Mediation and arbitration are the principal ADR mechanisms available for life sciences and pharmaceutical IP disputes. In proceedings before the IPOPHL, after submitting the respondent’s responsive pleading in a cancellation, infringement or other IP case, the matter is automatically referred to the Alternative Dispute Resolution Services of the Bureau of Legal Affairs, where the parties are required to undergo mandatory mediation to explore an amicable resolution of the case.

In proceedings before trial courts, after pre-trial, the parties will be referred to mandatory court-annexed mediation. If the judge of the court to which the case was originally raffled is convinced that settlement is still possible, the case may be referred to another court for judicial dispute resolution.

In general, market competition and potential antitrust activities are closely monitored by the Philippine Competition Commission, implementing Republic Act No 10667 or the Philippine Competition Act.
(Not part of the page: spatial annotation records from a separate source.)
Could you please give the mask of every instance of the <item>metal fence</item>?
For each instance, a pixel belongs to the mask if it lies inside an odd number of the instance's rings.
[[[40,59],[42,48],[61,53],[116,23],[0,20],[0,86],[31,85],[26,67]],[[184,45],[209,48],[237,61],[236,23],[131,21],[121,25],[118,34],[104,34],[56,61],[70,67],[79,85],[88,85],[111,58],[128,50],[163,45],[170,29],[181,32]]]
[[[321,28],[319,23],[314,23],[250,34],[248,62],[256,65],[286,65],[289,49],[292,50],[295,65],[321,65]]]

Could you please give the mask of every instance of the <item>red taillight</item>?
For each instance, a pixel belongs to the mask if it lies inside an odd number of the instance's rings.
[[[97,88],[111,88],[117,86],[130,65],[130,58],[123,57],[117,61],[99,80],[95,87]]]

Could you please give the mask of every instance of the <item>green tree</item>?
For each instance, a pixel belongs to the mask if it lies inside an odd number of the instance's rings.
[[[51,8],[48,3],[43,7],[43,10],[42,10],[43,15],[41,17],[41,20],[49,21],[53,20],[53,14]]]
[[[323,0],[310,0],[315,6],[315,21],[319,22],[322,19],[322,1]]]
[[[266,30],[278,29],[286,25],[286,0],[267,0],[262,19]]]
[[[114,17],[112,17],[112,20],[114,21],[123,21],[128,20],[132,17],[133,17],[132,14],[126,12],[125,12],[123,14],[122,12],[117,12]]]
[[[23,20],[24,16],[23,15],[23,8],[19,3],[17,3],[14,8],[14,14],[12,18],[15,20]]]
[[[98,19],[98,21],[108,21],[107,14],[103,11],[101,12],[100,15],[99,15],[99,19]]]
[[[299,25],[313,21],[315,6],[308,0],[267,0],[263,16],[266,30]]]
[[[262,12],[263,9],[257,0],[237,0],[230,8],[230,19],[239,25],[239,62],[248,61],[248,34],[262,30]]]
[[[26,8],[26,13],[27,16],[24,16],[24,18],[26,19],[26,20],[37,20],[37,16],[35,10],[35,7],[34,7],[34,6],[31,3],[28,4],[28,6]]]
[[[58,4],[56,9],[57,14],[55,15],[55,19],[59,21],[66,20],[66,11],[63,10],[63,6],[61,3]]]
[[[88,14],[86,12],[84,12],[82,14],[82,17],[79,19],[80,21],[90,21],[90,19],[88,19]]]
However, there are no rules or guidelines that apply specifically to the pharmaceutical industry.

Group claims (class actions) are available in the Philippines, including disputes involving allegedly defective medicines or medical devices, although they remain relatively uncommon in the life sciences and pharmaceutical sector. Class actions are governed primarily under the Rules of Civil Procedure, which allow a representative suit when the subject matter of the controversy is one of common or general interest to such a high number of persons that it is impracticable to join all as parties.

In pharma-related cases, class actions may be anchored on laws such as the Consumer Act of the Philippines, which addresses unsafe or defective consumer products, and the Food and Drug Administration Act, which regulates the safety, efficacy and quality of drugs and medical devices.